Thursday, July 17, 2008

Passing Strange

Catherine had said several times this season that she wanted to see Passing Strange. Sadly, if I don't have to see something—usually because someone I know is in it, wrote it, directed it or produced it—I rarely pay much attention to what's going on uptown; I could tell you what's on at HERE or P.S. 122 much better than what's on Broadway (apparently, Cats has closed). So I really knew nothing about the show other than what I'd heard in t.v. and radio commercials, which didn't intrigue me all that much: the music in the ads were all ballads from the show—I suppose because someone thought they'd be more palatable to the general public. Earlier this year, Ralph and his girlfriend, Emma, saw the show and both loved it, which made me more interested, but we still didn't actually make the effort and get tickets.

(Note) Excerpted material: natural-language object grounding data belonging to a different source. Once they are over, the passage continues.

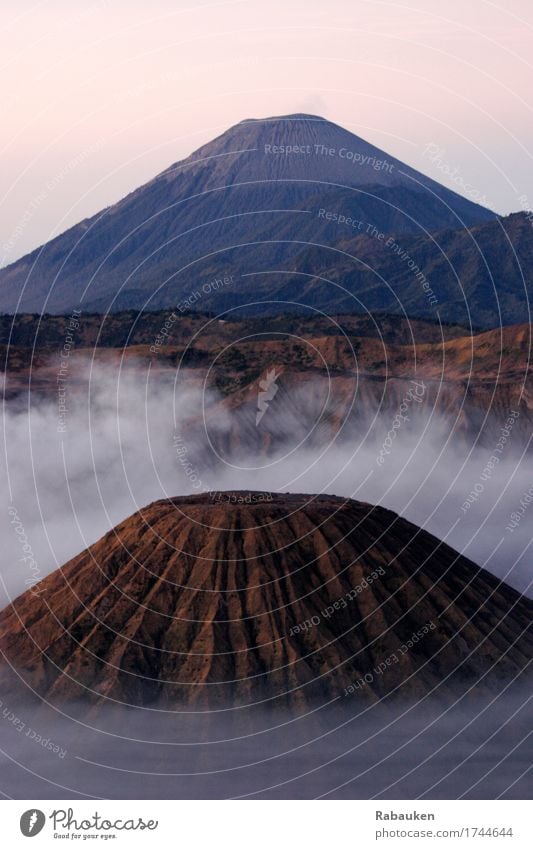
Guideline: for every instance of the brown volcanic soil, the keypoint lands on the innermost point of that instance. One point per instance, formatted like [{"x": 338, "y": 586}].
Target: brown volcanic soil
[{"x": 200, "y": 601}]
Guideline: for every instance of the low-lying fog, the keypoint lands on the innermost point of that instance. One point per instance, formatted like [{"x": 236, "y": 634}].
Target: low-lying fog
[
  {"x": 119, "y": 451},
  {"x": 471, "y": 749}
]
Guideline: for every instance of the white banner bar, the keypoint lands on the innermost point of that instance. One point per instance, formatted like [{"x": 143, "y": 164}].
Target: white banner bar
[{"x": 264, "y": 824}]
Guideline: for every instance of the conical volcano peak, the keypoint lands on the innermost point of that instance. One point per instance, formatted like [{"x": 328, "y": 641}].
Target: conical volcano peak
[
  {"x": 295, "y": 116},
  {"x": 231, "y": 599},
  {"x": 251, "y": 197}
]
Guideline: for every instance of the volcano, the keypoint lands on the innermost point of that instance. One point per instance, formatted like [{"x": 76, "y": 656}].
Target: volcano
[
  {"x": 236, "y": 598},
  {"x": 252, "y": 199}
]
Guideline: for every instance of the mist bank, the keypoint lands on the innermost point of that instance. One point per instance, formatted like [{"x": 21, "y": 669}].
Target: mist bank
[
  {"x": 74, "y": 467},
  {"x": 472, "y": 748}
]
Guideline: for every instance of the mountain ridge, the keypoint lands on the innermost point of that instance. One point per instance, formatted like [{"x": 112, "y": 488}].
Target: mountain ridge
[
  {"x": 214, "y": 210},
  {"x": 234, "y": 598}
]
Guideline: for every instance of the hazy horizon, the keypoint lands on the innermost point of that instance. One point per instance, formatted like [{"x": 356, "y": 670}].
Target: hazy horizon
[{"x": 98, "y": 107}]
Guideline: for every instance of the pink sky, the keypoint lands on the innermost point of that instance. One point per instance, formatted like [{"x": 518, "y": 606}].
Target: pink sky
[{"x": 100, "y": 95}]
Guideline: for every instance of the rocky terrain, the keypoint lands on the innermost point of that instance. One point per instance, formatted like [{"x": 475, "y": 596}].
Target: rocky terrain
[
  {"x": 292, "y": 210},
  {"x": 233, "y": 598}
]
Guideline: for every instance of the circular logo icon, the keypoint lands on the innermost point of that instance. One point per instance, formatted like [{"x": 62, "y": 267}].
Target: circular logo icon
[{"x": 32, "y": 822}]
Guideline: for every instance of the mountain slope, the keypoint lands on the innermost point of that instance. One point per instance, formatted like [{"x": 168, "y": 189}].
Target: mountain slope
[
  {"x": 232, "y": 598},
  {"x": 239, "y": 203}
]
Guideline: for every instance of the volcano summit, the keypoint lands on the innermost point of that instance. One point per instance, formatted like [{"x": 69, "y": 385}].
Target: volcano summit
[
  {"x": 254, "y": 198},
  {"x": 223, "y": 601}
]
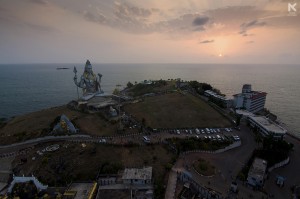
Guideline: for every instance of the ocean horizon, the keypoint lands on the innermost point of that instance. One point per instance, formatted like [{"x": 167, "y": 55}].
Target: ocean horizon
[{"x": 28, "y": 88}]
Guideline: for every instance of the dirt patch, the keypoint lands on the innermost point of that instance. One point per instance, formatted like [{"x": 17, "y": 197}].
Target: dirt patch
[
  {"x": 74, "y": 162},
  {"x": 176, "y": 110},
  {"x": 33, "y": 125}
]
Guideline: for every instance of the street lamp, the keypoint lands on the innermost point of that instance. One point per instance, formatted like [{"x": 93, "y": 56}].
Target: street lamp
[{"x": 118, "y": 86}]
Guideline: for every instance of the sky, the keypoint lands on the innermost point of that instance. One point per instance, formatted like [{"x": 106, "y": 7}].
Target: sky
[{"x": 150, "y": 31}]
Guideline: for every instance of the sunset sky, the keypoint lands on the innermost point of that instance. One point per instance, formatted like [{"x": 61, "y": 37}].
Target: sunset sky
[{"x": 148, "y": 31}]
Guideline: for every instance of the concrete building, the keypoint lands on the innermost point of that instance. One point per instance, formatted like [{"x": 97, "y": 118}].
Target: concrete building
[
  {"x": 266, "y": 126},
  {"x": 257, "y": 173},
  {"x": 81, "y": 191},
  {"x": 137, "y": 176},
  {"x": 252, "y": 101},
  {"x": 227, "y": 103}
]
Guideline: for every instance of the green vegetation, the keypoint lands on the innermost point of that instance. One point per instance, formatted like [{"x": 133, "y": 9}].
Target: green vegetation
[
  {"x": 273, "y": 151},
  {"x": 129, "y": 85},
  {"x": 198, "y": 144},
  {"x": 155, "y": 87},
  {"x": 204, "y": 167},
  {"x": 77, "y": 163},
  {"x": 176, "y": 110},
  {"x": 25, "y": 190}
]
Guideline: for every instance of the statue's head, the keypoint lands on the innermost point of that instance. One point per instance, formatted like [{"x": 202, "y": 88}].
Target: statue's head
[{"x": 88, "y": 67}]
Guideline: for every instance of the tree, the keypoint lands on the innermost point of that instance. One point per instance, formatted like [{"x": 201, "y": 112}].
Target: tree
[{"x": 129, "y": 85}]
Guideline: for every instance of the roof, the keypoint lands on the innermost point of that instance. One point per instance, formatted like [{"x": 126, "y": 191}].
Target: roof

This past May, Stew and the cast performed something from the show at the Obie awards. When I saw it listed in the program, I still wasn't very enthusiastic—I was expecting a sweet pop ballad—so frankly, I thought it might be a good time to take a bathroom break. Thank god I didn't have to go! The medley they sang ended with "Keys (It's All Right)," which is anything but sweet, pop or a ballad: it's pretty much a kick-ass rock song and it completely blew me away (providing Catherine with a "See, I told you! Why don't you listen to me?" opportunity).

Despite winning Best Musical Obie, Drama Desk and NY Drama Critics Circle awards, the show only received one Tony®, for the book. Ultimately, the audiences just weren't big enough to fill the Belasco Theater, so the show is set to close this Sunday, the 20th. We got tickets for the performance last Saturday night and it was by far the best time I've had on Broadway this year. It's not a big show (David Korins' Light Wall, right, notwithstanding): just 6 incredibly gifted actors, 4 equally strong musicians and Stew as narrator; it's very simply staged and the different locations are indicated using lighting and just a few chairs. The band is onstage throughout the piece and interacts with the actors from time to time—sometimes responding to them, sometimes giving them a prop or an instrument to play.

While the story is familiar—a variation on the prodigal son, really—it's not ultimately what you say but how you say it in the theatre that matters most. Stew tells us his personal journey through his own narration, songs and scenes performed by the actors. For the most part, he is an observer of the action: a commentator who offers us an insight and awareness into the truth of the moment that the characters are usually incapable of having (I say usually because there are times where the actors get to step out of a moment and talk directly to us, too). With a musical, of course, it's in the songs that the piece stands or falls, and this score is exceptional— rich, intelligent lyrics that keep the show moving and diverse musical influences from pop to punk to performance art (which was done with humor but, most important and rare for mainstream theater, done well). I haven't bought an original cast album in over 20 years—I got this one off iTunes Monday morning and have already listened to it a couple of times through.

Fortunately for those of you who can't get to New York this weekend, Spike Lee is going to film the matinee and evening performances this Saturday, July 19th. It appears that he's planning it as a film of the stage production, maintaining the concert-style performance and theatrical conventions, rather than attempting to represent the characters naturalistically. Personally, I think that's the best way for this piece, especially with regard to the four actors who play multiple roles—African-Americans who frequently represent characters that are clearly caucasian; they deserve to have their wonderful performances seen as they were intended to be seen.